Dari peningkatan pernikahan dini yang terjadi selama masa pandemi ini, tentunya kita menginginkan angka kejadian tersebut menurun supaya juga dapat meminimalisir resiko angka terjadinya stunting di Indonesia, dengan beberapa cara, seperti memampukan anak-anak dengan data dan kemampuan, mendidik dan memberikan pemahaman kepada orangtua dalam membangun lingkungan yang baik untuk anak-anak, mengedukasi anak terkait kesehatan dan reproduksi, dan memberikan dukungan ekonomi kepada anak dan keluarganya serta dengan mengoptimalkan peran dan fungsi layanan kesehatan yang ada di masyarakat, salah satunya adalah melalui Puskesmas Ramah Anak (PRA). Puskesmas Ramah Anak yang berperan penting untuk mencegah perkawinan anak, hal ini tak kalah luput dalam mendukung upaya percepatan penurunan stunting, serta risiko kesehatan lainnya.
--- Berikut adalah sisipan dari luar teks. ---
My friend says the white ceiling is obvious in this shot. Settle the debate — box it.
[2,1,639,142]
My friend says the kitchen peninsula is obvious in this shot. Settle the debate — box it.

Selain itu masalah stunting yang dihadapi saat ini membutuhkan kolaborasi, kesetaraan semua, dan yayasan (K/L), pemerintah daerah (Pemda) terdekat, dunia usaha, dan terlebih lagi masyarakat daerah setempat seperti PKK, posyandu. Melalui pelayanan keagamaan dan pelayanan kesejahteraan sebagai garda terdepan seperti halnya pelayanan korespondensi dan informatika untuk mengaitkan dampak pernikahan dini, maka pentingnya dilakukan pendampingan, khususnya pada remaja dimana mereka diberikan informasi tentang bagaimana cara menciptakan keluarga yang sehat untuk memiliki sumber daya manusia (SDM) yang sehat dan tentunya unggul.